When temperatures climb into triple digits — as they’re expected to this week in New England — it’s harder to push heat out of a data center. Keeping it cool then requires more power, as is true of commercial buildings and homes. That can put a strain on power grids and can pose a “real risk” of power outages, Koomey said.

That strain looks different from the typical summer AC rush. In those instances, systems operators are dealing with “a lot of small loads” that are “not 100% coordinated” when individuals turn on their home air conditioners, which is to the power system's benefit, Koomey said.

“One of the challenges that the data center operators face is that these data centers are pretty big loads. They are big enough that they have to think about how to coordinate them and make sure that they’re not all cutting off at the same time or coming on at the same time,″ he said.

The North American Electric Reliability Corporation, a nonprofit that develops and enforces standards for the utility industry, recently issued an alert about the “unprecedented challenges from a surge in large power consumers” and developed guidelines to mitigate the "immediate risks posed″ by AI data centers.

As servers heat up, so do community data center tensions

Tensions ran so high in Lowell this week that police officers temporarily detained a 14-year-old girl who spoke out of turn at a city-led community forum fielding input on data center zoning.

“I’m not hurting anyone,” the girl shouted Monday evening after police officers escorted her from a middle school auditorium. “We just don’t want data centers!”

A coalition of data center opponents is increasingly clashing with electricians employed by Markley and other data center backers who say the facility boosts Lowell's ties to the tech industry.

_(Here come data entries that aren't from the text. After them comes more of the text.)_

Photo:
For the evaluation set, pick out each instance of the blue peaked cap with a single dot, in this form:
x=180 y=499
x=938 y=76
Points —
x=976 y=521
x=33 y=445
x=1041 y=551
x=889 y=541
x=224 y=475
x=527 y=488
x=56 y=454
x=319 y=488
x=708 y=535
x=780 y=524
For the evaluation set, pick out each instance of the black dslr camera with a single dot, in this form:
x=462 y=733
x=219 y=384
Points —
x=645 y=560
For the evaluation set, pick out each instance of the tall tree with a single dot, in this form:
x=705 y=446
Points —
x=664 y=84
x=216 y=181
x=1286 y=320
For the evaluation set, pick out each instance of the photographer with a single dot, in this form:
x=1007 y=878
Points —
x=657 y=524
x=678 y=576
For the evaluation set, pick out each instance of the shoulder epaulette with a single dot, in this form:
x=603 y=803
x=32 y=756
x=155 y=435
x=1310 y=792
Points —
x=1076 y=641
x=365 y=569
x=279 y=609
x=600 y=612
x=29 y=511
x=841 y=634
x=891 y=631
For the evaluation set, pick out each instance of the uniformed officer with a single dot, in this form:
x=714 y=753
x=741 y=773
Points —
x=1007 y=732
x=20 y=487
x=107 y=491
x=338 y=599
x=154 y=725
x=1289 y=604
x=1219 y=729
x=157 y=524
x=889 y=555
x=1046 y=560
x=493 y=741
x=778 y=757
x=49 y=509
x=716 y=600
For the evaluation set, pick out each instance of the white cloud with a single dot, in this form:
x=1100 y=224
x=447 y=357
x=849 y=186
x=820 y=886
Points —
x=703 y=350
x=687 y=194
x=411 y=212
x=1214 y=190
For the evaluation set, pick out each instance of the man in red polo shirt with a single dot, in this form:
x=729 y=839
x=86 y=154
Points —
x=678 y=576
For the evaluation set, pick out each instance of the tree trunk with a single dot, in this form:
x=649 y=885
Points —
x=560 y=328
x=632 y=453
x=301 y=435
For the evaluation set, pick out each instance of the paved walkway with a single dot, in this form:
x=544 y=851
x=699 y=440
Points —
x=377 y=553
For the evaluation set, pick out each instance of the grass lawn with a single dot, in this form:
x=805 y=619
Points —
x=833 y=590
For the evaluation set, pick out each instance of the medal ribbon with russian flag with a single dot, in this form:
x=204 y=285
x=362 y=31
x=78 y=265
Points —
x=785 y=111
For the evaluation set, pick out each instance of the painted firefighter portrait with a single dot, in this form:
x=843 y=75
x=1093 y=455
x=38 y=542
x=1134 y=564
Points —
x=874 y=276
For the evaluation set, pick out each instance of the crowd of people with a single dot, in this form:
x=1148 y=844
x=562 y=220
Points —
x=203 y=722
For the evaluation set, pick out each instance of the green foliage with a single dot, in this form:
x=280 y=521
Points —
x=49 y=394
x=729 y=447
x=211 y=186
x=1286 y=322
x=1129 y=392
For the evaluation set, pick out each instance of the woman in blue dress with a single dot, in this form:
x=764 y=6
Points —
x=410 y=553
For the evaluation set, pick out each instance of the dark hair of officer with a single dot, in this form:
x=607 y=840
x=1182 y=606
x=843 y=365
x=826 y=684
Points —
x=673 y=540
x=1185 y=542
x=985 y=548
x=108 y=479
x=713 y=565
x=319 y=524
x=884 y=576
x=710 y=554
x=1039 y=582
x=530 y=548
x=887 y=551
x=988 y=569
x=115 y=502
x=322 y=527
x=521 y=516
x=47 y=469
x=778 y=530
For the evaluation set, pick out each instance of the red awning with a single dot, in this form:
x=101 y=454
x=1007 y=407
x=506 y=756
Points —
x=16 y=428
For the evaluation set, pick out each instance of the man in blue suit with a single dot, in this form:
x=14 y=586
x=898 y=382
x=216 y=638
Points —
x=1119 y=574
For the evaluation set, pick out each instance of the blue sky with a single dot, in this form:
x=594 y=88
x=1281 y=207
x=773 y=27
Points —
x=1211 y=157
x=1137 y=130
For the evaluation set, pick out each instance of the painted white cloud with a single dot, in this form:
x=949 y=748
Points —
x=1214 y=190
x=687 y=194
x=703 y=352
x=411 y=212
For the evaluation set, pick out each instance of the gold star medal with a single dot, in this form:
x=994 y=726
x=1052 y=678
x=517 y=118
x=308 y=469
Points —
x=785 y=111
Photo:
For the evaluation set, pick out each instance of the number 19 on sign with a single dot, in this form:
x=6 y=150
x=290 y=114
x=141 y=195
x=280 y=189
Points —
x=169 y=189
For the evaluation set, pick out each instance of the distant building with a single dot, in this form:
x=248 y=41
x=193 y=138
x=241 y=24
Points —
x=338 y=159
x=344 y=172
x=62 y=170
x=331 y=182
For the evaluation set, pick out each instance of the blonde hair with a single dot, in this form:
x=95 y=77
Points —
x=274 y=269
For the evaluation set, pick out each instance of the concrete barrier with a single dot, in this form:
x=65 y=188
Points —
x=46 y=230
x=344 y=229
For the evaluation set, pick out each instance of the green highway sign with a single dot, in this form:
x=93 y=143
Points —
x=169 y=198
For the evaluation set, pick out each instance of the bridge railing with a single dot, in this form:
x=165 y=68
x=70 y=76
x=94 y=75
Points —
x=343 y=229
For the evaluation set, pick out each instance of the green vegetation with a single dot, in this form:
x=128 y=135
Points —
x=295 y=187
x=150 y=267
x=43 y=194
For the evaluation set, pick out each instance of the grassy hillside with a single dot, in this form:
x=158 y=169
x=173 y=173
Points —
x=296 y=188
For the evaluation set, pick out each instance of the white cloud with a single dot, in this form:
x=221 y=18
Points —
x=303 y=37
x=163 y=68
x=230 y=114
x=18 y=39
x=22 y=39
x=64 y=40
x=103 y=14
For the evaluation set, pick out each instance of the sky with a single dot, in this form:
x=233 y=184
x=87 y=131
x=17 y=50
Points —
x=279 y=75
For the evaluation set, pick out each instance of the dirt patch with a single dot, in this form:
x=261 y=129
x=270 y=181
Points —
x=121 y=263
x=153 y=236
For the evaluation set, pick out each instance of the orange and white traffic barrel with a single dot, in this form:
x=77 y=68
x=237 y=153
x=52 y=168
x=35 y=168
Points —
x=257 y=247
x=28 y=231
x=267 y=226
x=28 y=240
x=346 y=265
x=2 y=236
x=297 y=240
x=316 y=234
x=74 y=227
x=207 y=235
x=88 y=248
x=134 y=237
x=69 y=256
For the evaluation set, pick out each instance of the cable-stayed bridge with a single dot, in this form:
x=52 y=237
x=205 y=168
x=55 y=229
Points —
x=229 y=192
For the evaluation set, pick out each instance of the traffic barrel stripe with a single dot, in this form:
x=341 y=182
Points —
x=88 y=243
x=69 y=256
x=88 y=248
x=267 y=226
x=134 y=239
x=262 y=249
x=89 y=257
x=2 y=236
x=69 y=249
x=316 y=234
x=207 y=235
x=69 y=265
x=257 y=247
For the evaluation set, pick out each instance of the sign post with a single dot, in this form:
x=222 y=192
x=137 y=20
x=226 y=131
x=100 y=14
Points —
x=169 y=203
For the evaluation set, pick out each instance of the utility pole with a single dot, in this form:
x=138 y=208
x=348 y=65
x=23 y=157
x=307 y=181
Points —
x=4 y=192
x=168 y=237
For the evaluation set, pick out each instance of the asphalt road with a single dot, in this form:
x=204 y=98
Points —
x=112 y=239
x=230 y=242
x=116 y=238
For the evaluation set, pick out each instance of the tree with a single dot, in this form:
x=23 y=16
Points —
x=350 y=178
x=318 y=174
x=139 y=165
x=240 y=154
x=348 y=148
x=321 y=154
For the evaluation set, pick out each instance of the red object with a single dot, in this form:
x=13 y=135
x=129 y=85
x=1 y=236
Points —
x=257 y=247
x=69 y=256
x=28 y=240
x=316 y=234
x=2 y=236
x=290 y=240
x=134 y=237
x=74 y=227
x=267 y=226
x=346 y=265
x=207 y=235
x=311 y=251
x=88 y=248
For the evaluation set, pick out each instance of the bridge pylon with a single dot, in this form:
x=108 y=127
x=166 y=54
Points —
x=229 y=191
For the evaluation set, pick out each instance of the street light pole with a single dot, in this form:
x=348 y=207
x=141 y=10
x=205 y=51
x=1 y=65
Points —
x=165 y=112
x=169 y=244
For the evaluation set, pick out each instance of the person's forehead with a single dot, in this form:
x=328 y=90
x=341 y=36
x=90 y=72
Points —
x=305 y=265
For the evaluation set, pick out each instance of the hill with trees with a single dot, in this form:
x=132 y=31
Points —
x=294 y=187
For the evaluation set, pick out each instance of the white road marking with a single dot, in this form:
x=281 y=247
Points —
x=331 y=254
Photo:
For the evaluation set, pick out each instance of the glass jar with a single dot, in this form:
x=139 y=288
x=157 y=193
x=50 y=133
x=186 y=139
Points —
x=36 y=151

Criticized for calling police to the contentious meeting and later asking an officer to remove the girl, Lowell Mayor Erik Gitschier, whose office is nonpartisan, told local talk radio station WCAP he didn't know her age at the time and defended his efforts to try to bring decorum to a topic he said deserves debate.

“It was warm out," he said. "You had people who had definite, passionate positions and they were screaming.”

___

Huamani contributed from New York.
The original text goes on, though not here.